【ソウル聯合ニュース】韓国総合エンターテインメント企業のHYBE(ハイブ)は15日、歌手イ・ヒョンが「MIDNATT」の名でデジタルシングル「Masquerade」を韓国語、日本語、英語、中国語、スペイン語、ベトナム語の6言語でリリースしたと発表した。人工知能(AI)技術を取り入れたHYBEによる新プロジェクト公開となる。このようにいくつもの言語で音源を同時リリースするのは世界初という。
HYBEの房時赫(パン・シヒョク)取締役会議長は先月下旬に米音楽業界誌「ビルボードマガジン」のインタビューで「AI技術がHYBEの次の中核戦略のひとつ」としながら、プロジェクトに言及していた。
イ・ヒョンは人気グループBTS(防弾少年団)と同じHYBE傘下のビッグヒットミュージックの所属。

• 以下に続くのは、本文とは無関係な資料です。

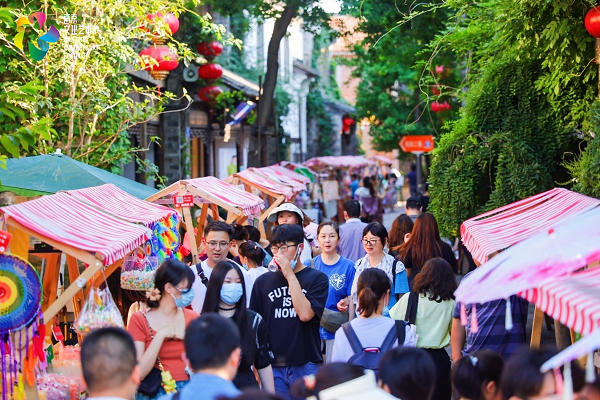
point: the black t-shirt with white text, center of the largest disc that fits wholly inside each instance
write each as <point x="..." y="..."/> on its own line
<point x="294" y="342"/>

3人組混声グループ8eight(エイト)のメンバーとして契約して長く、HYBEの「第1号歌手」と言われる。
ビッグヒットミュージックのシン・ヨンジェ代表取締役はこの日の記者会見で同シングルのAI技術について「K―POPアーティストが世界の音楽市場で活躍する上での言葉の制約を取り除き、究極的にK―POPというジャンルが世界市場で影響力を拡大することを期待する」と述べた。
MIDNATTはイ・ヒョンのバラードへの支持が音楽を続ける大きな力だったとしながら「感謝しつつも自分の中にはまた別の音楽的な試みをしてみたいという欲求が強かった」と語った。
「Masquerade」はリズミカルなエレキギターとニューレトロサウンドが特徴のシンセウェーブジャンルの曲。今年初めにHYBEが買収した韓国企業、スーパートーンが持つAI技術を活用している。
外国語バージョンを自然な発音に矯正する技術により、6言語での同時リリースが可能となった。HYBEによると、この技術は各言語のネイティブナレーターの音声データから発音やアクセントなどの要素だけ取り出して適用するもので、アーティストの歌声や音程、歌唱スタイルといった音楽的表現は損なわれない。
また曲の途中で女性の声に聞こえるのはMIDNATTの声で、ボイスデザイニング技術を使ったと説明した。同技術をMIDNATTのライブ会場で使えば、本来の歌唱スタイルのまま特定のパートを女性のような声に変えて聞かせることができる。
「Masquerade」のミュージックビデオ(MV)には、現実世界と仮想世界を融合するエクステンデッド・リアリティー(XR)技術が用いられた。
先進ソリューションを手掛けるHYBE子会社で、同プロジェクトを主導したHYBE IMのチョン・ウヨン代表は「MIDNATT以外にも、HYBEのレーベルに所属するアーティスト、さまざまな技術を持つスタートアップとの協業をオープンな姿勢で検討していく」と述べた。